Gül: Ben AB konularında dışarı bakmıyorum, içeri bakıyorum açıkçası. Avrupa’da konjonktür değişiyor. Kohl dönemini, Schröder dönemini düşünün. İşte Chirac dönemi vardı. Her ülke kendi seçimini yapacaktır. Önemli olan formül. Bu formül Türkiye’de var, şimdi artık. Biz müzakereye başladık, tarama sürecini bitirdik. Türkiye’nin hukuku ile adapte etmek istediğimiz hukuku yan yara gördük. Hangisi noksan onları çıkardık, tespit ettik. Bizim hangilerini hemen, hangilerini daha sonra kabul edeceğimizi veya hiç kabul etmeyeceklerimizi de tespit ettik. Bunlar belli olduğuna göre, kendi kendimize bunları yapabiliriz. Niye yargı reformunu biz kendimiz yapmayalım? Niye sağlıkla ilgili konuları kendimiz yapmayalım? Enerji faslını bloke ediyorlar şimdi. Enerji fazlını ben kendim açıp kaparım doğrusu. Fasılların açılıp kapanımı 5 dakikalık seramoni. Onun için Almanya’daki seçimlere, Fransa’daki gelimlere takılmamak lazım. Türkiye zaten kendi kendine fasılların gereğini yapınca çehresi değişecek. Türkiye’nin cazibesi değişiyor. Bu o zaman zaten Almanya ile Fransa’yı da değiştirecek. Biz 4-5 veya 10 sene sonrasına baktığımızda, o günkü Türkiye’nin cazibesinin 10’a, 20’ye katladığımız zaman Almanya’daki seçim ne olursa olsun. O zaman belki Norveç’in yaptığını da yapabiliriz.
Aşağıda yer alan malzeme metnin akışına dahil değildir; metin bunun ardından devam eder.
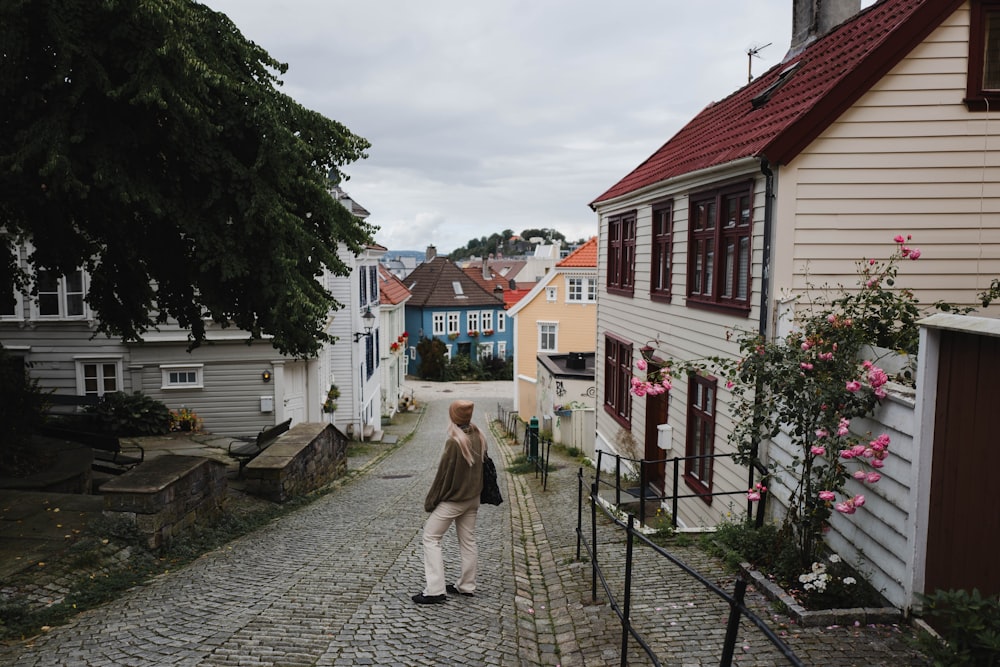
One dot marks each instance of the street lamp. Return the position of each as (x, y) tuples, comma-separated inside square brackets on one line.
[(369, 321)]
Soru: Ermenistan ile açılım konusunda Azerbaycan Cumhurbaşkanı İlham Aliyev’le de görüştünüz. Ne düşünüyor Aliyev? Bu konudaki tereddütleri giderildi mi?
Gül: Bir statüko var, şu haklı, bu haksız o ayrı mevzu. Ama bunu bu şekilde götürmek mümkün değil. Konuşuyoruz, Ayiyev’e de Sarkisyan’a da söyledim. Onun için bu problemlerin çözümü gerekiyor. Burada taşlar oynadı. İlk defa Amerika ve Rusya başkanlar seviyesinde konuyla ilgilenmeye başladı. Bana Aliyev, daha önce Amerika’nın ufak memurları ile muhatap oluyorduk, ilk defa sayenizde dışişleri bakanları ve başkanlar bu konularla ilgilenmeye başladı, dedi. Siz konuların çözümünde etkili olmazsanız, başkaları devreye giriyor. Herkes demiyor mu, PKK sadece kendi gücüyle mi büyüdü. Dış destekle büyümedi mi? Nasıl dolandı Abdullah Öcalan bütün ülkeleri? Moskova’ya nasıl gitti? Hadi bakalım Murat Karayılan bugün gidebiliyorsa gitsin. Hadi gitsin Moskova’ya, hadi gitsin İtalya’ya. Hadi gitsin bakayım Yunanistan’a, Kenya’ya. Karayılan gitsin de göreyim. Ama o dönemde gidiyordu.
Soru: Türkiye’de siyaset geriliyor. Bu gerilimi ortadan kaldırmak için Cumhurbaşkanı olarak adım atmayı düşünüyor musunuz?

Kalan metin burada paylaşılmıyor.